Embracing Strength as a Woman: Mind, Body, Community
Posted On Apr 15, 2020
By: Heather Gunn Rivera
With cardio classes saturating the fitness industry, it’s time for STRENGTH, and strength in a whole new way.
Strength has been defined by men for far too long, and it’s time for women to reclaim what it means to be strong. What strength looks and feels like as a woman, in all shapes and sizes.
Currently when the average woman thinks of a strength class they envision strength from a male perspective. If you lift you weights, you gain muscle. If you gain muscle, you get bulky. So, muscle equates to “looking like a man”. This constant conditioning of a warped value has encouraged women to move away from strength, forcing them to do everything they can to, “get skinny”.
Skinny is one body type that not every women should try to achieve. When our goal is to get skinny, we as women do everything we can to accomplish this twisted status.
We join cardio classes every day (sometimes twice a day), to sweat out and pedal our way to an atrophied body. A body that is more fat then muscle, a body that is starved for calories and will take nutrients from any place in the body it can, mainly the bones and muscles.
A body that has a messed up metabolism and a body that is ultimately weak.
As we age, we lose muscle, muscle that is designed to burn fat while we are doing nothing. When we lose muscle, we become weak and frail, and fragility is one of the major modulators of a person’s health pathway in late adulthood. Yet still, with all the medical facts in the world to encourage strength, we as women “steer clear”.
Women are ready and our strength classes at Grassroots Fitness Project over the past few years have proven that not only are women ready, they actually end up craving something they never thought they would like.
Strength means so much to a woman.

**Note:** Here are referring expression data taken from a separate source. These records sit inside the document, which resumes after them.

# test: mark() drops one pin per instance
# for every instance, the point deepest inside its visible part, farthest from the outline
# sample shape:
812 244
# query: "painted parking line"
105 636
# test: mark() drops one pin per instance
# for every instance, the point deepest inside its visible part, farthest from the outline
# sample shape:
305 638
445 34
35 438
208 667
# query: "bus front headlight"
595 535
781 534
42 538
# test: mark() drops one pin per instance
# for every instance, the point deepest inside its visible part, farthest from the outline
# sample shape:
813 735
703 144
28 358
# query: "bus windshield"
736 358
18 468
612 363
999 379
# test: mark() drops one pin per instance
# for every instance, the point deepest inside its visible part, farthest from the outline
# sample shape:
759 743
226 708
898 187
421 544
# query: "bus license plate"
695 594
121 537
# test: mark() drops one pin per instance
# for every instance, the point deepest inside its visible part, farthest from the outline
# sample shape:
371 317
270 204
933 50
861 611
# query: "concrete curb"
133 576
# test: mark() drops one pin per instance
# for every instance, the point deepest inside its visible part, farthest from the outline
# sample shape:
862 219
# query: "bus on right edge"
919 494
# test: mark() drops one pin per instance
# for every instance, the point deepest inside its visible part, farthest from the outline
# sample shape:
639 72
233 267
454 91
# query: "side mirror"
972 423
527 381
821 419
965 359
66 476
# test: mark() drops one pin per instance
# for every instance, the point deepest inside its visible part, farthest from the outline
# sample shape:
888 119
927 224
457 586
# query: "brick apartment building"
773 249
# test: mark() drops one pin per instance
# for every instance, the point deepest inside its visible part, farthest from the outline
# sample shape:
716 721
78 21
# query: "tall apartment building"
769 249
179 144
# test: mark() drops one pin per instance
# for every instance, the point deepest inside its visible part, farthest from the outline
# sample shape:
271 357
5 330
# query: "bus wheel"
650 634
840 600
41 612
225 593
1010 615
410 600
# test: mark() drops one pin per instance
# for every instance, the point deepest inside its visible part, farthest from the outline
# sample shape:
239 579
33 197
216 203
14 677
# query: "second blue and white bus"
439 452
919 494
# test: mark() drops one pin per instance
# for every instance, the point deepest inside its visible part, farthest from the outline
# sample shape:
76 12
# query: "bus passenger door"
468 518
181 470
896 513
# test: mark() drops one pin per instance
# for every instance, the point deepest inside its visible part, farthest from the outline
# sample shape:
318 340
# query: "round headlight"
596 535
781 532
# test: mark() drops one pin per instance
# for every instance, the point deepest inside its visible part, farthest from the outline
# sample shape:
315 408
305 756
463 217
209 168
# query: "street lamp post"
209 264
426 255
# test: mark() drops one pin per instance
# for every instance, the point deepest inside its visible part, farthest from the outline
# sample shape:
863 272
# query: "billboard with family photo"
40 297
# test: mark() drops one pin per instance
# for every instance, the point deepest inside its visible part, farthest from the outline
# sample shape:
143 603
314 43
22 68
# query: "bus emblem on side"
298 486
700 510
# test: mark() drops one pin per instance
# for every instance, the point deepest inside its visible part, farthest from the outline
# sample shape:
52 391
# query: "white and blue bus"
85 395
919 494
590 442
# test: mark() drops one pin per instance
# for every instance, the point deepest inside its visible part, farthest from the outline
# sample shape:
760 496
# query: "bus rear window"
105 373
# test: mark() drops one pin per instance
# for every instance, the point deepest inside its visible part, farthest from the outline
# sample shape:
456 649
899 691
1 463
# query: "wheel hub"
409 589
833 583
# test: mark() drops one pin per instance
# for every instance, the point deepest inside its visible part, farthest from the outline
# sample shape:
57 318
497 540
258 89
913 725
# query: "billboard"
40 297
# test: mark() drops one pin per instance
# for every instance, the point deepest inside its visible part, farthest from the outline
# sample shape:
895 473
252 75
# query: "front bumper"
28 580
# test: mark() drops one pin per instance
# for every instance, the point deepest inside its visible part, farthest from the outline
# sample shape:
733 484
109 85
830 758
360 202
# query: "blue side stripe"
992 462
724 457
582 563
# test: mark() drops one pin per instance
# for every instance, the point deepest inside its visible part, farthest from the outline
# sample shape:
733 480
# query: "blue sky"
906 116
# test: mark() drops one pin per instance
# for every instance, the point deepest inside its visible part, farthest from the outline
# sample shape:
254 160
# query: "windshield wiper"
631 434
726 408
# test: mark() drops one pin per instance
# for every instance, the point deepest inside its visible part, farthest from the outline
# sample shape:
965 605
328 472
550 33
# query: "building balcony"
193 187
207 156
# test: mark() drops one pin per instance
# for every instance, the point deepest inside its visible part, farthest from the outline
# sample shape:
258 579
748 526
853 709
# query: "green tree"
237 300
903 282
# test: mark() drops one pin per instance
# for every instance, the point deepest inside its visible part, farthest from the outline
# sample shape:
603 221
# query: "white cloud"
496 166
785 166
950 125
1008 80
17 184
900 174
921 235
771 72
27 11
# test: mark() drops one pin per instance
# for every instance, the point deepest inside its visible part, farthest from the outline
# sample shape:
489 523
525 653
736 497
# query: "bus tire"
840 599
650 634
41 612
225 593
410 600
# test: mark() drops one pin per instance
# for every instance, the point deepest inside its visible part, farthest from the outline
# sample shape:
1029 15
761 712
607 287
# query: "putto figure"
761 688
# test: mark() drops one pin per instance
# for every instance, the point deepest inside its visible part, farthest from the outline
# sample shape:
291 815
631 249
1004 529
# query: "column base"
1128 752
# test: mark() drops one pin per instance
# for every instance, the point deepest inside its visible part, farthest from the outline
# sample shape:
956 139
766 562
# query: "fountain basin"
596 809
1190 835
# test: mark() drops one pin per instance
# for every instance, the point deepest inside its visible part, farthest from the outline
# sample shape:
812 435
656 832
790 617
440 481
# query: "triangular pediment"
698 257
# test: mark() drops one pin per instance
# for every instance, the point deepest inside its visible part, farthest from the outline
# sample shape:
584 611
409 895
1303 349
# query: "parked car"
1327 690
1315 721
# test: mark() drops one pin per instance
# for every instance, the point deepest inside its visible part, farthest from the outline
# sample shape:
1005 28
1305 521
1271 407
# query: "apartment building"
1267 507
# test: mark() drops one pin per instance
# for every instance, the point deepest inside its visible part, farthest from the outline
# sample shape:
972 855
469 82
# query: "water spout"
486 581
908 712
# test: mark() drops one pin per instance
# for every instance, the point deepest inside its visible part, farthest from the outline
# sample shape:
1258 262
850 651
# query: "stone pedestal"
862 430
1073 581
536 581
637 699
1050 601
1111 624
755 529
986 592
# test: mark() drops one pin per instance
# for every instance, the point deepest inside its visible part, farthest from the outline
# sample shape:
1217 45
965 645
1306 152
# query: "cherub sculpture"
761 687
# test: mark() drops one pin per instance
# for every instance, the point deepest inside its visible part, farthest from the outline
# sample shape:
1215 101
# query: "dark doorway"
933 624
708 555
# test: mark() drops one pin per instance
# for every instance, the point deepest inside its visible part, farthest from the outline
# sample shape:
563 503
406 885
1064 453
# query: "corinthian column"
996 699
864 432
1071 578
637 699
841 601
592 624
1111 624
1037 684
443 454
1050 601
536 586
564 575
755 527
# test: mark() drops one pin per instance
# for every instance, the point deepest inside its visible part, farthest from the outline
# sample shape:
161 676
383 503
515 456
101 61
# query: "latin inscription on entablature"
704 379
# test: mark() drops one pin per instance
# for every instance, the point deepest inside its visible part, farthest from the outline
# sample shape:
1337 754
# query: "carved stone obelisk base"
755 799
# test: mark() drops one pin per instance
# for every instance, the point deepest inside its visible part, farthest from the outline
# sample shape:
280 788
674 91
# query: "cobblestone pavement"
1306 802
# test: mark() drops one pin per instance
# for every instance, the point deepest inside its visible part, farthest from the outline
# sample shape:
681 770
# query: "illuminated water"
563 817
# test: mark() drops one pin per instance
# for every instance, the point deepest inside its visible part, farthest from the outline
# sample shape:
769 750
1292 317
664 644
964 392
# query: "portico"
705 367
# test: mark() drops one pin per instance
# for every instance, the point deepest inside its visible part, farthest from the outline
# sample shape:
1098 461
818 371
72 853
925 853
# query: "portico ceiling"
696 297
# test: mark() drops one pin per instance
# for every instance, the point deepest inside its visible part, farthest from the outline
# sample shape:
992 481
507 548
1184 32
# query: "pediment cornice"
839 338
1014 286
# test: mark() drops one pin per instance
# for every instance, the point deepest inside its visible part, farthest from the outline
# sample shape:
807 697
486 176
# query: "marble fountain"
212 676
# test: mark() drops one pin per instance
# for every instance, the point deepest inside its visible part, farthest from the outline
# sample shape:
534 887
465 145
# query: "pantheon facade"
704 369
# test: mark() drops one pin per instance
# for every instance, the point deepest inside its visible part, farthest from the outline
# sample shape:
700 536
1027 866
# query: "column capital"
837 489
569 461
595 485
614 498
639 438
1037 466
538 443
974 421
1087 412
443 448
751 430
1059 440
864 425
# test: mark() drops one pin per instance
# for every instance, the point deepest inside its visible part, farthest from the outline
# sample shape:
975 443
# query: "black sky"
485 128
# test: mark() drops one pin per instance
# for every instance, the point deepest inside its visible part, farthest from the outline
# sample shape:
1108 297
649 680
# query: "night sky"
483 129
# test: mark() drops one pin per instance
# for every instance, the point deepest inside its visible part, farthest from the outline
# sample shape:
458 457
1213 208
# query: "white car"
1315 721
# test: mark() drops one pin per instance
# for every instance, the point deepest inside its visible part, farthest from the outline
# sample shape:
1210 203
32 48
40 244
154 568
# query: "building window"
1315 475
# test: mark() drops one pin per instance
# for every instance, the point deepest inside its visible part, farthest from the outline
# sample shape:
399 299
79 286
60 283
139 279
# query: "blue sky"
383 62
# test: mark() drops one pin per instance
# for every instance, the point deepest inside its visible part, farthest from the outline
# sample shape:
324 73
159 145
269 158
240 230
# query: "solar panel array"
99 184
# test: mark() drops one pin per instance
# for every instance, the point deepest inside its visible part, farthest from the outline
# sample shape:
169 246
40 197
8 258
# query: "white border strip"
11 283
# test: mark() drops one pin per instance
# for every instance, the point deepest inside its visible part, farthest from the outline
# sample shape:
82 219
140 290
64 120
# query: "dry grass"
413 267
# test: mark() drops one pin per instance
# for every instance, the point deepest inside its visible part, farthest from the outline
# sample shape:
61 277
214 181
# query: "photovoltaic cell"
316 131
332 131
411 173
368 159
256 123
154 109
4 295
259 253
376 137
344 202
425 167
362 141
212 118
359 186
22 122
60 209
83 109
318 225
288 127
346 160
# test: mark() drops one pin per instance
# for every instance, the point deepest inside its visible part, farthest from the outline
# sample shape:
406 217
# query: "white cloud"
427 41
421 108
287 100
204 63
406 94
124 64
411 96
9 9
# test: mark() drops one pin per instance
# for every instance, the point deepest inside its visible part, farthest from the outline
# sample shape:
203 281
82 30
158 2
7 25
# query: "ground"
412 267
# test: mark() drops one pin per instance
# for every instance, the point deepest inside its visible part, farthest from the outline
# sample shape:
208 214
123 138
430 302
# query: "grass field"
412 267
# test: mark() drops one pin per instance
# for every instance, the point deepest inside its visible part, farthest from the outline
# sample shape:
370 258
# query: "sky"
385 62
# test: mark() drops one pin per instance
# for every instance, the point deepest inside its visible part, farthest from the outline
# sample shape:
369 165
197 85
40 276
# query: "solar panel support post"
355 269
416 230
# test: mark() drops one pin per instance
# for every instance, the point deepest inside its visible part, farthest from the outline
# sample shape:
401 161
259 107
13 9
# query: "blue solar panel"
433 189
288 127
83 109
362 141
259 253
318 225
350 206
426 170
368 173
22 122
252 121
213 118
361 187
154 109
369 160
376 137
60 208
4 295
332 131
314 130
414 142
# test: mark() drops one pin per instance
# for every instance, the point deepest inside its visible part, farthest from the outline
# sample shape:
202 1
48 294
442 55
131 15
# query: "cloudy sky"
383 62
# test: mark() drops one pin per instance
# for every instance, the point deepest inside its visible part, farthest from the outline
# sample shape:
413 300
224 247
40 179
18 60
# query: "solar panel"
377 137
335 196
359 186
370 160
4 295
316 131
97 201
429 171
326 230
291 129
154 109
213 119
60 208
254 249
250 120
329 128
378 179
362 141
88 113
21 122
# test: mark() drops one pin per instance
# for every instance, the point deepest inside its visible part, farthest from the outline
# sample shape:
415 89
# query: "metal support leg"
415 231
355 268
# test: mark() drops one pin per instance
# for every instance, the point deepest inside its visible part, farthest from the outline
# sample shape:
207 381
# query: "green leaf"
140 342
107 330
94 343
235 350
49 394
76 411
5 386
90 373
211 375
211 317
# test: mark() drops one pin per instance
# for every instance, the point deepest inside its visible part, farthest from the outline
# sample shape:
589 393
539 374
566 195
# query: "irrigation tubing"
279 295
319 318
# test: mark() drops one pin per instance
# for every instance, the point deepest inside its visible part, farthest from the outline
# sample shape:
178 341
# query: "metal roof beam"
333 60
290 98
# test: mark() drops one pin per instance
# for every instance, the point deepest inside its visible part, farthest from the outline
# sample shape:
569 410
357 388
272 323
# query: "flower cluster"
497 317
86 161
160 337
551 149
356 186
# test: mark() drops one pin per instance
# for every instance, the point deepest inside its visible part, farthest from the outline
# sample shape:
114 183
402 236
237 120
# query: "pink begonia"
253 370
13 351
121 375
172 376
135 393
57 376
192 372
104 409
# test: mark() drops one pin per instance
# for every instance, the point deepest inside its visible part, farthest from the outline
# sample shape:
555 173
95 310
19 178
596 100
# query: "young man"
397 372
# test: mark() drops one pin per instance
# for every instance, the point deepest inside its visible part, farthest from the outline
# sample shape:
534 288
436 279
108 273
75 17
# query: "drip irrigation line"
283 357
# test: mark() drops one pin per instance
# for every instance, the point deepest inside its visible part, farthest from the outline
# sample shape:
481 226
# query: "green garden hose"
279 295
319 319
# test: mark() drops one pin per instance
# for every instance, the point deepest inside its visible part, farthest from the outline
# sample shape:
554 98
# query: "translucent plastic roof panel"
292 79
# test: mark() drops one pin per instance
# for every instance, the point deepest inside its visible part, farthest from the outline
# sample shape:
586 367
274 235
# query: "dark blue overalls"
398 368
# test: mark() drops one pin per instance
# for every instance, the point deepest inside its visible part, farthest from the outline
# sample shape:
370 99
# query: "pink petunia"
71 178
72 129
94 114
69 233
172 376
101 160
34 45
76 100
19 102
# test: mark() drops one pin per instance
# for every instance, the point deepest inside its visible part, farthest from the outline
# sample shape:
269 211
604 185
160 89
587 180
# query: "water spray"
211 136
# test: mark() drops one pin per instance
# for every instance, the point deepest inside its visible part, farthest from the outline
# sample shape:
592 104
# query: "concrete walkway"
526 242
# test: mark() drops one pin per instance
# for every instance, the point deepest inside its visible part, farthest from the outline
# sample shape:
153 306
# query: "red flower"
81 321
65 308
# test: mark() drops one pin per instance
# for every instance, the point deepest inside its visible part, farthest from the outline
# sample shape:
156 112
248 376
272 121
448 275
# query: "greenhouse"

It means independence, it means confidence, it means connecting to their body in a way that empowers them because they feel capable and proud of their achievements. It means putting the disclaimers aside, doing something that was once thought of as impossible, and walking away with accomplishments and a sense of pride and joy.
Our women’s strength class is more than a class about “lifting weights”. It’s about exploring and embracing all forms of strength. Strength of the mind, strength of the body and strength of community.